December 2007 Archives

A Picture Share!
This blog is primarily for me to talk about my thoughts about ubiquitous computing technology, design and the relationship between such technology and people. However, it's still a blog, so--as a change of pace--here's a list of my favorite music from 2007 (and an Amazon link orgy--sorry about that, but it's the easiest way to contextualize all this stuff...plus I get a kickback ;-).


  • Talib Kweli, Eardrum. Kwali's music is smart, literate and an always thought-provoking commentary of the New York black experience. He writes about how food is important to learning ("Eat to Live"), how family links the black urban and rural experiences ("Country Cousins"), and how religions oversimplify the problems and solution ("Give 'em Hell").
  • Arctic Monkeys, Favourite Worst Nightmare. Tight, clever and with the terrific ability to write a hook, these guys channel the Kinks, Romeo Void, and Gang of Four while being totally original power pop that's emotionally ambiguous and sensitive.
  • Clinic, Visitations. I want someone to make a film version of Michael Moorcock's Jerry Cornelius novels of swinging London lunacy just so that Clinic can score it. They channel the spirit and tone of psychedelia without descending into parody and create an intricate world of 3-minute snippets of creepy, focused fuzz.
  • Low, Drums and Guns The most aptly-named band in the world makes one hell of a downer album about war. There is rarely light in Low's world, and there's none this time around.
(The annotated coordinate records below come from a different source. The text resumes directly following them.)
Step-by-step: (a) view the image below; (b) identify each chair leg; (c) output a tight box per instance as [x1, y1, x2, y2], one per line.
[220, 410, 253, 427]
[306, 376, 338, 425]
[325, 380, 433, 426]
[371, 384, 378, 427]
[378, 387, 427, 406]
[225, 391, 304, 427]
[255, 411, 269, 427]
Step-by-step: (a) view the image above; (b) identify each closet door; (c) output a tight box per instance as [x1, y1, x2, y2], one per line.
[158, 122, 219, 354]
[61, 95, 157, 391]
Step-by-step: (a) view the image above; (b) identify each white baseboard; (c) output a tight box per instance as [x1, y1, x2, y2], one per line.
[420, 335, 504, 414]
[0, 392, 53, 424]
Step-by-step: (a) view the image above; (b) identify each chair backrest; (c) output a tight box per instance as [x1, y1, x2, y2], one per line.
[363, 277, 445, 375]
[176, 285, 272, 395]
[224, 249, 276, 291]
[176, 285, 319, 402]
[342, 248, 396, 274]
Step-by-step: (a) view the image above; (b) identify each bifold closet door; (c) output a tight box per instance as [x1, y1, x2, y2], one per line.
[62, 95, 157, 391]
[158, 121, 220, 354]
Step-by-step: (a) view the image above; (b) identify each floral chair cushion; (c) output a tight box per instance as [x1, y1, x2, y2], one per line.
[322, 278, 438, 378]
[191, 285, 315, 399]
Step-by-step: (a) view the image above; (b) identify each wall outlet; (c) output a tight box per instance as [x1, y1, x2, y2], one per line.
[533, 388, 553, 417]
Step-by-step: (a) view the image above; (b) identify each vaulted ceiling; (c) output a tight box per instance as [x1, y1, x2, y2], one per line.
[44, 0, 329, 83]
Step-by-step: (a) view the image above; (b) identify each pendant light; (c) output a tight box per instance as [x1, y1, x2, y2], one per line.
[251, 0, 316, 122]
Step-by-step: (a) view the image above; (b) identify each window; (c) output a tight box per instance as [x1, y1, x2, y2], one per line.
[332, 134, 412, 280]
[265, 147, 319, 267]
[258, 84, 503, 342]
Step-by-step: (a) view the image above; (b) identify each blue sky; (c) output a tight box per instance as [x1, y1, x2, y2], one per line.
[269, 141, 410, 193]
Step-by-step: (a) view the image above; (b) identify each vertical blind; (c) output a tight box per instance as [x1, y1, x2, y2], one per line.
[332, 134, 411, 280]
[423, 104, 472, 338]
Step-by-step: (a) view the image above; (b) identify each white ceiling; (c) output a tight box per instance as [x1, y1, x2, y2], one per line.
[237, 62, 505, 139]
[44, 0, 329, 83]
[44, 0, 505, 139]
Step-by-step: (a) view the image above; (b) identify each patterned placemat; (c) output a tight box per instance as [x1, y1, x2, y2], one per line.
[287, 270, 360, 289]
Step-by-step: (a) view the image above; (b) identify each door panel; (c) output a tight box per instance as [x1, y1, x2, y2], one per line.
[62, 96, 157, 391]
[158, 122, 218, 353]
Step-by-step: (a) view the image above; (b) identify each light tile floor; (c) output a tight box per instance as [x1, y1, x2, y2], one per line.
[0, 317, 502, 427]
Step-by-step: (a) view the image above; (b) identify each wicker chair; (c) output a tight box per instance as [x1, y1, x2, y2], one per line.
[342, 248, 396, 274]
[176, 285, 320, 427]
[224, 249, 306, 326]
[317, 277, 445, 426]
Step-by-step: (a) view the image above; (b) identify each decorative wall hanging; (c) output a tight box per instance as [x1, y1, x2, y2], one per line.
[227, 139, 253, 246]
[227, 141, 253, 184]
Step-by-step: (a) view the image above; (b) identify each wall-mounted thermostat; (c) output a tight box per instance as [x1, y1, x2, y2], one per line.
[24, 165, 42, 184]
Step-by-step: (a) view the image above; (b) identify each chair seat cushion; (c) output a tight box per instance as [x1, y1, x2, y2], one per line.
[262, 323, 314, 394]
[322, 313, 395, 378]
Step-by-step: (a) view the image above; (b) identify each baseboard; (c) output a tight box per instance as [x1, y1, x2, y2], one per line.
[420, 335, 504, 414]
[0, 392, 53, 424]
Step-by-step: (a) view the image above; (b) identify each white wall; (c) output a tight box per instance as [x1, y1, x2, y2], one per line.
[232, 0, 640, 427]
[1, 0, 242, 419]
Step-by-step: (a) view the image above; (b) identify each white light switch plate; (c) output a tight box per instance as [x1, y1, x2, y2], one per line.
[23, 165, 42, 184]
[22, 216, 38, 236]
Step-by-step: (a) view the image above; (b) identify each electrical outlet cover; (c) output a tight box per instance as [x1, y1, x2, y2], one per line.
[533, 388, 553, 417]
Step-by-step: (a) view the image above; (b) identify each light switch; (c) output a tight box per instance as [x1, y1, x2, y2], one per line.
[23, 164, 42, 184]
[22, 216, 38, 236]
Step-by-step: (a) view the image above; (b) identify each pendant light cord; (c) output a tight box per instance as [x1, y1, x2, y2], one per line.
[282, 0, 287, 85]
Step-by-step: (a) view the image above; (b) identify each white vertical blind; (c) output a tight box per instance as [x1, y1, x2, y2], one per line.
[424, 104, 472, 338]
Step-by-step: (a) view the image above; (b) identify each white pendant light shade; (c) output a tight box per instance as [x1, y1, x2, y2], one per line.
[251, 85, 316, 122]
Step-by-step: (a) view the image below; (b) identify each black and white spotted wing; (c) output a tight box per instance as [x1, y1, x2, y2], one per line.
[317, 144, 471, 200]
They are angry and they have written an album-length requiem for America, but it's a lush, immersive requiem of tympani, swirling guitars and pleading vocals.
  • El-P, I'll sleep when you're dead/Aesop Rock, None Shall Pass Paranoia and dense urban life are the center of Def Jux's universe, but they're in top form this year. These two records channel that feeling of being in an overcrowded, screeching subway car where the words get lost in the sound of the voices, the machines, the heat and the smell, and it all feels a bit out of control. El-P gets special points for one of the most brilliantly brutal videos of the year.
  • Digitalism, Idealism Dance music seems to be alive and well in France, where Digitalism, Justice and Daft Punk keep on producing. Of the three Digitalism's record is the best. Complex, textured and still head-bopping (since, well, I listen to this most often on headphones, rather than on the dance floor). It makes me happy that people still party enough in France to sustain a creative dance music industry.
  • Grinderman, Grinderman I've long been a Nick Cave fan, but the last couple of years of his output drifted between samey and uninspired. Here, Cave is still essentially reworking "A Threepenny Opera" as written by pirates, but it's the best reworking of the last five years, at least, looser, meaner and more fun. One of my favorite songs from the initial sessions, Vortex never made it to the final record, but it was nearly our wedding song (that was Magnetic Fields' Book of Love, picked by Liz).
  • MIA, Kala Holy cow, what a surprise. Most novelty artists, and that's what MIA pretty much was with the last record, rarely manage a second record of note. MIA blew past that hurdle and it looks like she's well on her way to a career like Bjork's: creative, brave, weird and never dull. Great beats back fascinating, occasionally chilling stories of Southeast Asia. It takes a lot of courage to make a track about your rise to fame using polyrhythmic drumming and call it "Bird Flu." Timbaland's rap on "Come Around" nearly ruins that song, but that's about the only low point in a great record.
  • Angels of Light, We Are Him Angels of Light (and SWANS, the predecessor band) exist in roughly the same grimy, sad universe as Nick Cave (and maybe Low), but in a noisier corner. For the last 10 years, M. Gira--the core of the band, who I've been following since his SWANS days--has been kind of dragging, but this record really picked up. Things are still nasty, brutal and not-particularly-short, but the music is much more varied and interesting. It's good to see people pull out of slumps and, as much it goes against the esthetic, it makes me happy.
  • Black Francis, Bluefinger It's a Gen X heresy to admit this, but I've always liked the first couple Frank Black records more than any of the Pixies records. Unfortunately, he seems to have gotten lost for about 10 years. The work was good, but it didn't have that clever, intricate craziness that the first two Frank Black records had. This new record, though not quite as good as those, is certainly getting much closer. Yeah, sure it's a concept album, but really, it rocks weird with a sly grin in a way that I missed. Thank you, Black Francis.
  • Jay-Z, American Gangster As is clear from the notes above, I enjoy watching artists mature in interesting ways, with their work as documentation of their personal changes. This is a classic example of that. It's ostensibly a concept album based on the film, but it's really Jay-Z wrestling with the internal contradictions of being successful while remaining credible to the outsider position that brought him success. He redefines "gangster" to mean "anyone who does business," saying that he had no choice but to be a business gangster, that success brings little happiness and that he's now a little embarrassed by it. It's one man's neurosis, played out in the self-contradictory, confused words of someone wrestling with their feelings.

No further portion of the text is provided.